Participants. Twenty-four actors (14 males, 10 females; MAge = 42.5 ± 14 years) were recruited for the experiment through local theatre companies and academic theatre programs. All actors were legal adults who spoke English either as their native language or fluently as their second language (n = 1). Actors were selected for their overall level of acting experience (i.e., a minimum of three years of experience; MExp = 27.5 ± 14.3). Fourteen held degrees in acting, and two were pursuing degrees in acting at the time of the experiment. Seventeen of the 24 participants self-identified as professional actors. All participants gave written informed consent and were given monetary compensation for their participation. In addition, written informed consent was provided by the model used in Supplementary Figure 1 for publication of identifying information/images in an online open-access publication. The study was approved by the McMaster University Research Ethics Board, and all experiments were conducted in accordance with relevant guidelines and regulations.
Characters and emotions. The methods and procedures are similar to those reported in Berry and Brown (2019, 2021) 23,34. The actors performed the 9 characters from the 3 x 3 (assertiveness x cooperativeness) classification scheme validated by Berry and Brown (2017) 30 (see Figure 1). The actors, in addition to portraying characters, performed 8 basic emotions (happy, sad, angry, surprised, proud, calm, fearful, and disgusted) and neutral, as based on previous emotion studies using actors 18,21,36,37. The selected emotions were grouped according to an approximate dimensional analysis (e.g., Russell, 1980) 38, rather than examining them individually (see also Castellano et al., 2007) 16. A 2 x 2 scheme was used according to the valence and arousal of each emotion as follows: positive valence + high arousal (happy, proud, surprised), negative valence + high arousal (angry, fearful, disgusted), positive valence + low arousal (calm), and negative valence + low arousal (sad). The order of presentation of the 9 characters and 9 emotions was randomized across the 18 trials for each participant. The actors performed a semantically neutral monologue-script for each of the 18 trials. The script was created for the study and consisted of 7 neutral sentences (M = 6 ± 1.4 words/sentence) derived from a set of 10 validated linguistically-neutral sentences from Ben-David et al. (2011) 39. Each trial lasted approximately two minutes, and the full set of trials lasted no more than 45 minutes.

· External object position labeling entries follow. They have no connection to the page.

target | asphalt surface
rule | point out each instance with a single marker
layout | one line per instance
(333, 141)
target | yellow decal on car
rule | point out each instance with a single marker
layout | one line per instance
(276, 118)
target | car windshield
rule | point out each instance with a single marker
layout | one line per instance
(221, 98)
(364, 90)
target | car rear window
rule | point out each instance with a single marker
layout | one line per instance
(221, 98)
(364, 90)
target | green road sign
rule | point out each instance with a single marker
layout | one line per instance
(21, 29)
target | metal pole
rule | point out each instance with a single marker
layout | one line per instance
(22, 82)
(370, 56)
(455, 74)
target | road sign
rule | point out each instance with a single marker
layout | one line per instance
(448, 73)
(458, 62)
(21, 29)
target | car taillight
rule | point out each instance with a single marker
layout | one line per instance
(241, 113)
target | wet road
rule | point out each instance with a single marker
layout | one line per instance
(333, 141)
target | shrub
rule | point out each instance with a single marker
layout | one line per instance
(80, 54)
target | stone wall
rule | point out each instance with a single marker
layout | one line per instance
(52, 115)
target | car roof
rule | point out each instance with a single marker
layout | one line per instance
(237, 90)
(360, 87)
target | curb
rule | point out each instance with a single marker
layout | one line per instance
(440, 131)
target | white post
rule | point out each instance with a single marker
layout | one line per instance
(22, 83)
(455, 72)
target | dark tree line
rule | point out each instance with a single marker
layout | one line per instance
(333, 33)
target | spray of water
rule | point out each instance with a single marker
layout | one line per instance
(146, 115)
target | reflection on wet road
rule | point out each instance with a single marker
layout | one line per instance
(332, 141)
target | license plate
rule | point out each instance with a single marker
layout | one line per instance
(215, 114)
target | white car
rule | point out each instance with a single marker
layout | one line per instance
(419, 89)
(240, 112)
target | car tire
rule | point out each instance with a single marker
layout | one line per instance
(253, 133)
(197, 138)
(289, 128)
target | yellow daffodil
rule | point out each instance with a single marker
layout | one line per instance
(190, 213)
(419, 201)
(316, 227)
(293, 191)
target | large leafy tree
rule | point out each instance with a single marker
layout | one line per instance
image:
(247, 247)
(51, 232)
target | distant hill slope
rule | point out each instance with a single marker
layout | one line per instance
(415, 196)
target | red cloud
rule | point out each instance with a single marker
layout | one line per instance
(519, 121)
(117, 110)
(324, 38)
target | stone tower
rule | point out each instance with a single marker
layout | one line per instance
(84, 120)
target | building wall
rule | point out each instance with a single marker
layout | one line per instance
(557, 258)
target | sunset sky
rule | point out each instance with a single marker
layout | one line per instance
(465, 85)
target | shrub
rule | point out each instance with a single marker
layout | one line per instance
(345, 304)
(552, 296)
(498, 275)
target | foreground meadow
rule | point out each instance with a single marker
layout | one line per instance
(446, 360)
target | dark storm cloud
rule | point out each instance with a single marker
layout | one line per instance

At the end of the session, the actor was debriefed and compensated.
Motion capture. The experiment took place in a black-box performance laboratory. Actors performed each of the 18 trials on stage, facing an empty audience section. The performances were video- and audio-recorded using a Sony XDCam model PXW-X70. A Qualisys three-dimensional (3D) passive motion-capture system was used to record body gestures and facial expressions for each actor. Sixteen Qualisys Oqus 7 infrared cameras captured marker movement in three dimensions at a sampling rate of 120 Hz 40,41. Participants were equipped with 61 passive markers placed on key body/facial landmarks, providing bilateral full-body coverage. Of these, 37 markers were placed on the torso and limbs, 4 on the head via a cap, and 20 markers on the face. The markers used in the present analysis were placed bilaterally on the thumbs, elbows, and hips, as well as two single midline markers placed on the sternum and bridge of the nose, respectively
Data processing and cleaning. Marker movements for the body were recorded in 2D and reconstructed in 3D for analysis. The 2D-tracked motion data were processed using the Qualisys reconstruction algorithm, creating an analyzable 3D model within the user interface (UI; Qualisys, 2006) 41. Following this, each trial was cleaned manually using the 3D model via the UI (i.e., each marker and trajectory was identified manually, provided a label, and extracted). Extraneous trajectories (e.g., noise, errors, reflective artifacts, unassigned or outlying markers) were excluded. No interpolation was done (i.e., no gaps in the 3D motion trajectory were filled). Instead, the data from a particular marker were temporally omitted. This was done to prevent the system from incorrectly interpolating and/or skewing the motion data and thereby artificially changing the mean. The cleaned X coordinates (anterior-posterior movement), Y coordinates (right-left movement), and Z coordinates (superior-inferior movement) were extracted into data tables for further analysis.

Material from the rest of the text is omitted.